I was looking at some pics I recently took of Eros and Gaia and since the pics are High resolution I was looking at details of thier shell. That was when I noticed the creases along Eros's skirt scutes... is this natural?


----------



## wellington (Apr 17, 2012)

All I can tell you is that I personally have never seen it in a leopard. I have seen it a lot in Sulcata's. I would say not normal, but I don't think it will cause any harm, except a cute little cosmetic curl . Let's see what other more experienced has to say


----------



## SulcataSquirt (Apr 17, 2012)

I think that is just from being folded up in the egg, they may straighten out with the humidity you are giving him. Not quite sure, but i would say its nothing at all to worry about.  deff a cute lil guy!


----------



## Zamric (Apr 18, 2012)

He has this crease on both sides in the same place. I was thinking "Egg Wrinkle" but wasnt sure. He was hatched on New Years Eve so is still quite young.


----------



## exoticsdr (Apr 18, 2012)

I just checked the three siblings that I have left and none of them have the wrinkle. Two are very straight and one has a slight flare. Several of the hatchlings took more time than the others to emerge from the egg after pipping, in fact a couple were quite content to sit and watch the world go by once they had pipped and exposed their heads and probably spent 24 hours more than their siblings in the shell. Doc 



Zamric said:


> He has this crease on both sides in the same place. I was thinking "Egg Wrinkle" but wasnt sure.

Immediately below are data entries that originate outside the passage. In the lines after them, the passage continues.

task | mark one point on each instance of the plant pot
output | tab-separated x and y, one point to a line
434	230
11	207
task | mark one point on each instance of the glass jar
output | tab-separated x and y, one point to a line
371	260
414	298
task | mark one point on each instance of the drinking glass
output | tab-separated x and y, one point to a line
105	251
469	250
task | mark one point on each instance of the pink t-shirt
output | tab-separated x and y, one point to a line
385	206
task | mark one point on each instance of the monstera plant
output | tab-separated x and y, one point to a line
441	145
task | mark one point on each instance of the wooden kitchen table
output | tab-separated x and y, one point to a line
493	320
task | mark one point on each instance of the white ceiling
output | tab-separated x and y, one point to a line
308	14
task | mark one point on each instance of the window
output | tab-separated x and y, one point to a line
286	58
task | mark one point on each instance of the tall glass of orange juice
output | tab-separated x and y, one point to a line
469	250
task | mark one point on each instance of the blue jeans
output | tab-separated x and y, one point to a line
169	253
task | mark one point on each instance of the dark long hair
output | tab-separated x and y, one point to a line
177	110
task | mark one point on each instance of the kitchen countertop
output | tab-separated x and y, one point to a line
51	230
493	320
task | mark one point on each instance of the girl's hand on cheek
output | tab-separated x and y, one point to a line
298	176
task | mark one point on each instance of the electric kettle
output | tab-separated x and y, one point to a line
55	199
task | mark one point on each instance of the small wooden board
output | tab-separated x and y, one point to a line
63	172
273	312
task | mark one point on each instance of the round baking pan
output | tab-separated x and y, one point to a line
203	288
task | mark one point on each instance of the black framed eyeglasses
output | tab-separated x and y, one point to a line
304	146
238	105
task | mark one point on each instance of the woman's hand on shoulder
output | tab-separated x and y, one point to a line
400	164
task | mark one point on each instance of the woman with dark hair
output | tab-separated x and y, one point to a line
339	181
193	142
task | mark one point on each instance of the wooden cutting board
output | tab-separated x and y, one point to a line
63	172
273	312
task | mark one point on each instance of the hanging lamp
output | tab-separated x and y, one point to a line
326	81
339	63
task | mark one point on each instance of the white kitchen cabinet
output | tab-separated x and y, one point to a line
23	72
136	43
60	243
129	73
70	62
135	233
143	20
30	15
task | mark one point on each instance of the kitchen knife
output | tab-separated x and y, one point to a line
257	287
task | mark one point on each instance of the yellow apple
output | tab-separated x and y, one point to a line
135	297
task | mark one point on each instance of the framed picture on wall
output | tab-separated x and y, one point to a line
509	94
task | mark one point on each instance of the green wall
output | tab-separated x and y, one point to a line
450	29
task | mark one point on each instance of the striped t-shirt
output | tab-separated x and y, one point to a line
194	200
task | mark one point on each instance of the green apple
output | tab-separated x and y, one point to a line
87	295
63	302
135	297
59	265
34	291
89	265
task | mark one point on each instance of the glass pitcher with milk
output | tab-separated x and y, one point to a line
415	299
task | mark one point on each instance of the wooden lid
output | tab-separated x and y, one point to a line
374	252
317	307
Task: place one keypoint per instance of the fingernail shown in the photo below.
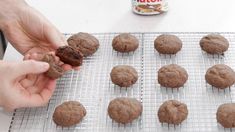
(45, 65)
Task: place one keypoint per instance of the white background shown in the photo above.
(73, 16)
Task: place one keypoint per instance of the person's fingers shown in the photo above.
(67, 67)
(76, 68)
(26, 57)
(28, 67)
(43, 97)
(54, 36)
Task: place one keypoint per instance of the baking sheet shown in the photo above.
(93, 88)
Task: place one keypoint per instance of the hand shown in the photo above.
(24, 84)
(27, 30)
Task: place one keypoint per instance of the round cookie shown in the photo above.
(69, 113)
(84, 42)
(54, 71)
(124, 75)
(172, 76)
(172, 112)
(167, 44)
(125, 43)
(214, 44)
(220, 76)
(124, 110)
(226, 115)
(70, 55)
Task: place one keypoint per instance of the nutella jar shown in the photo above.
(149, 7)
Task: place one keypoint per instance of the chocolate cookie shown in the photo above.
(214, 44)
(226, 115)
(220, 76)
(172, 76)
(124, 76)
(172, 112)
(70, 55)
(55, 71)
(84, 42)
(69, 113)
(167, 44)
(125, 43)
(124, 110)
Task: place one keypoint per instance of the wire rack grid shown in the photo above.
(93, 88)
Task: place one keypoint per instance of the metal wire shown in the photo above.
(93, 88)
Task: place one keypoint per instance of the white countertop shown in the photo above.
(71, 16)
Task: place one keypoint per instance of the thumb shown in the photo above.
(54, 36)
(29, 67)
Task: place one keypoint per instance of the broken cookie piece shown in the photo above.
(70, 55)
(54, 71)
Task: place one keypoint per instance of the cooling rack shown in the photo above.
(93, 88)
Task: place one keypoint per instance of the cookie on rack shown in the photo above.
(124, 110)
(172, 112)
(220, 76)
(226, 115)
(125, 43)
(69, 113)
(172, 76)
(69, 55)
(167, 44)
(124, 75)
(214, 44)
(55, 71)
(86, 43)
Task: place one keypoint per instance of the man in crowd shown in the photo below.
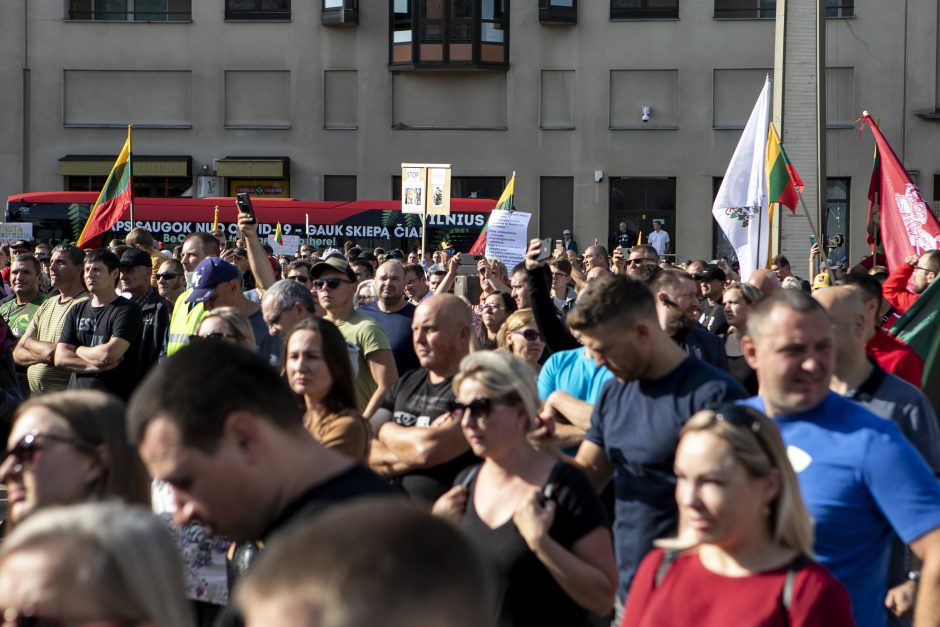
(924, 269)
(636, 421)
(860, 478)
(780, 266)
(135, 283)
(416, 285)
(711, 283)
(675, 293)
(35, 350)
(217, 283)
(222, 427)
(171, 280)
(335, 283)
(415, 440)
(101, 335)
(889, 352)
(18, 310)
(659, 239)
(141, 239)
(393, 311)
(187, 314)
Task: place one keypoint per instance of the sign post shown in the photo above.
(425, 189)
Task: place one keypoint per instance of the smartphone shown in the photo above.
(243, 200)
(545, 252)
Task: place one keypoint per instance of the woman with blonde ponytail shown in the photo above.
(743, 555)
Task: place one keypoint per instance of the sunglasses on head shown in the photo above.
(529, 334)
(330, 284)
(24, 452)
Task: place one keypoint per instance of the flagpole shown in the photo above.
(130, 164)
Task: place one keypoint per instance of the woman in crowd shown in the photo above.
(744, 554)
(738, 299)
(70, 447)
(227, 323)
(493, 313)
(536, 521)
(317, 366)
(520, 335)
(104, 564)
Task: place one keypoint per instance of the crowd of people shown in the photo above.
(343, 437)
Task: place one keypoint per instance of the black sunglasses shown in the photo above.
(330, 284)
(745, 418)
(529, 334)
(24, 451)
(479, 407)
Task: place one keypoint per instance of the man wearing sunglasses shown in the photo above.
(36, 349)
(415, 442)
(860, 478)
(335, 284)
(101, 335)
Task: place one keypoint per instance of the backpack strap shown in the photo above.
(668, 558)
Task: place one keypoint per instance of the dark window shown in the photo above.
(131, 10)
(640, 9)
(448, 33)
(340, 12)
(746, 9)
(339, 187)
(639, 201)
(257, 9)
(836, 222)
(558, 11)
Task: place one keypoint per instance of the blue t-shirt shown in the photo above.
(637, 424)
(859, 478)
(574, 373)
(397, 327)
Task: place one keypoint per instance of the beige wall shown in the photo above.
(309, 77)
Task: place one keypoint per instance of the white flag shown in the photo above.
(741, 205)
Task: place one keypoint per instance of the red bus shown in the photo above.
(60, 216)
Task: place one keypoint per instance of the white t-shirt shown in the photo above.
(659, 240)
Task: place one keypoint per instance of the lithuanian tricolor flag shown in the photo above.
(503, 204)
(782, 179)
(116, 197)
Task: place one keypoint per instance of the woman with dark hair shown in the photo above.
(317, 366)
(495, 309)
(70, 447)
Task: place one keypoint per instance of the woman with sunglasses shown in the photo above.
(536, 521)
(318, 369)
(520, 336)
(94, 565)
(70, 447)
(493, 313)
(744, 554)
(227, 323)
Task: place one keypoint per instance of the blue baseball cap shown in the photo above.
(210, 273)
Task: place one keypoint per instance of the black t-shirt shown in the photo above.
(92, 326)
(415, 402)
(527, 594)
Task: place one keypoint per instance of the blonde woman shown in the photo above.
(520, 336)
(744, 556)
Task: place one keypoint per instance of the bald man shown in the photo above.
(861, 379)
(415, 442)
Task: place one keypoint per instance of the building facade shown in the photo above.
(606, 110)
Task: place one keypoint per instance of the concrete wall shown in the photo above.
(209, 58)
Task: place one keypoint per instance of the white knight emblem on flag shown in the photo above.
(913, 211)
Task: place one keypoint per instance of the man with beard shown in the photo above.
(36, 349)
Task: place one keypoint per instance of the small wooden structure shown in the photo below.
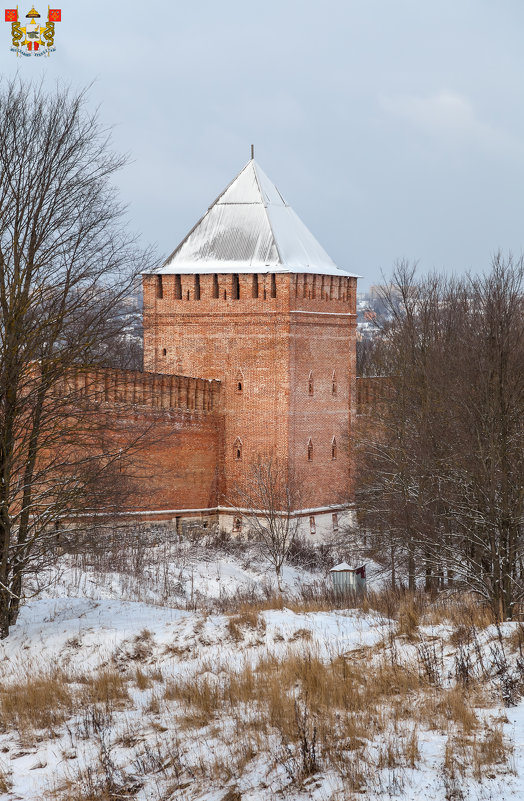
(348, 579)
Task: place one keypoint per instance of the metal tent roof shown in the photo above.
(250, 229)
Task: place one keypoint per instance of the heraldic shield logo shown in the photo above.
(33, 39)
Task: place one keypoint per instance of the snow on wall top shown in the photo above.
(250, 228)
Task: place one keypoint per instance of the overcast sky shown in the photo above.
(394, 129)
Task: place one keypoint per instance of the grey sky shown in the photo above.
(394, 129)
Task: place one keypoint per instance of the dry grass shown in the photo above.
(108, 687)
(143, 681)
(5, 780)
(359, 714)
(39, 702)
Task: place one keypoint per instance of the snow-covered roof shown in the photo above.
(250, 228)
(340, 567)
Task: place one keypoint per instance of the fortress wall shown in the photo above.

He was hatched on New Years Eve so is still quite young.


----------



## Zamric (Apr 18, 2012)

it's not that visable just looking at him, I didn't even notice it till I blew the pic up to many times magnification and I'm not that concerned about it...call it curiosity


----------



## Tom (Apr 18, 2012)

Just for my own curiosity, how wet and humid were the hatchlings kept right after hatching, and how often were they soaked?

I have seen hatchlings come out with that sort of fold, but I'm curious why it did not straighten out.


----------



## Kvoigt (Apr 18, 2012)

i just checked the lil guy i got from exoticsdr he was hatched christmas and he still has the same wrinkle on both sides  i will try and get pics of him up to


----------



## jesst (Apr 18, 2012)

I checked zenna your guys sister and she has a slight crease in her center scute that is getting better as she gets bigger.


----------



## ALDABRAMAN (Apr 19, 2012)

Tom said:


> Just for my own curiosity, how wet and humid were the hatchlings kept right after hatching, and how often were they soaked?
> 
> I have seen hatchlings come out with that sort of fold, but I'm curious why it did not straighten out.



 Same here, good Q!


----------